Nel frattempo il presidente Donald Trump sta cercando di essere rieletto sfruttando la paura della gente, dicendo alla periferia della casalinga bianca che la terrà al sicuro dai posti nei quali sono nati e cresciuti molti giocatori NBA. Parole chiave: muri, divisione, paura, repressione degli elettori, incarcerazione di massa, discriminazione abitativa, brutalità della polizia.
Il pezzo sottolinea come l’NBA abbia un potere che altre leghe altrettanto importanti e ricche non hanno: nella NFL Washington cambia nome e il burro di Land O ‘Lakes cambia la sua confezione rimuovendo i nativi americani dai loghi, e questo e quanto.
“Il vero cambiamento invece avviene molto più lentamente e richiede il trasferimento del potere”, scrive Le Batard. LeBron James crea una società di media per responsabilizzare i neri. Costruisce una scuola per ottenere borse di studio universitarie per bambini a rischio. Costruisce una comunità abitativa di transizione senza affitto per famiglie ad Akron che affrontare il problema di senzatetto e abusi domestici. Versa milioni alla mostra di Ali in un museo del patrimonio africano. Guida e finanzia un movimento di voto con il Fondo per la difesa legale NAACP per aiutare gli elettori neri. Aiuta a trasformare il Dodger Stadium in un seggio elettorale.

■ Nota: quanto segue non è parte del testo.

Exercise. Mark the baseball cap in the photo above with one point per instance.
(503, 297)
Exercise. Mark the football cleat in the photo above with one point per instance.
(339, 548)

Respinge mediaticamente ogni attacco di Trump e convoca Barack Obama per chiedere consigli.
“E’ stato Trump a dire che l’NBA è “un’organizzazione politica”, intendendo così screditarla. Ed è proprio così. È un’organizzazione politica che difende i diritti dei neri, un simbolo della forza dei neri, abbastanza potente da combattere anche una lotta ingiusta, che i neri stanno perdendo fin da quando sono nati in questo paese“.
“Troppo nera? Quello che una volta era un problema per l’NBA ora è una risorsa”.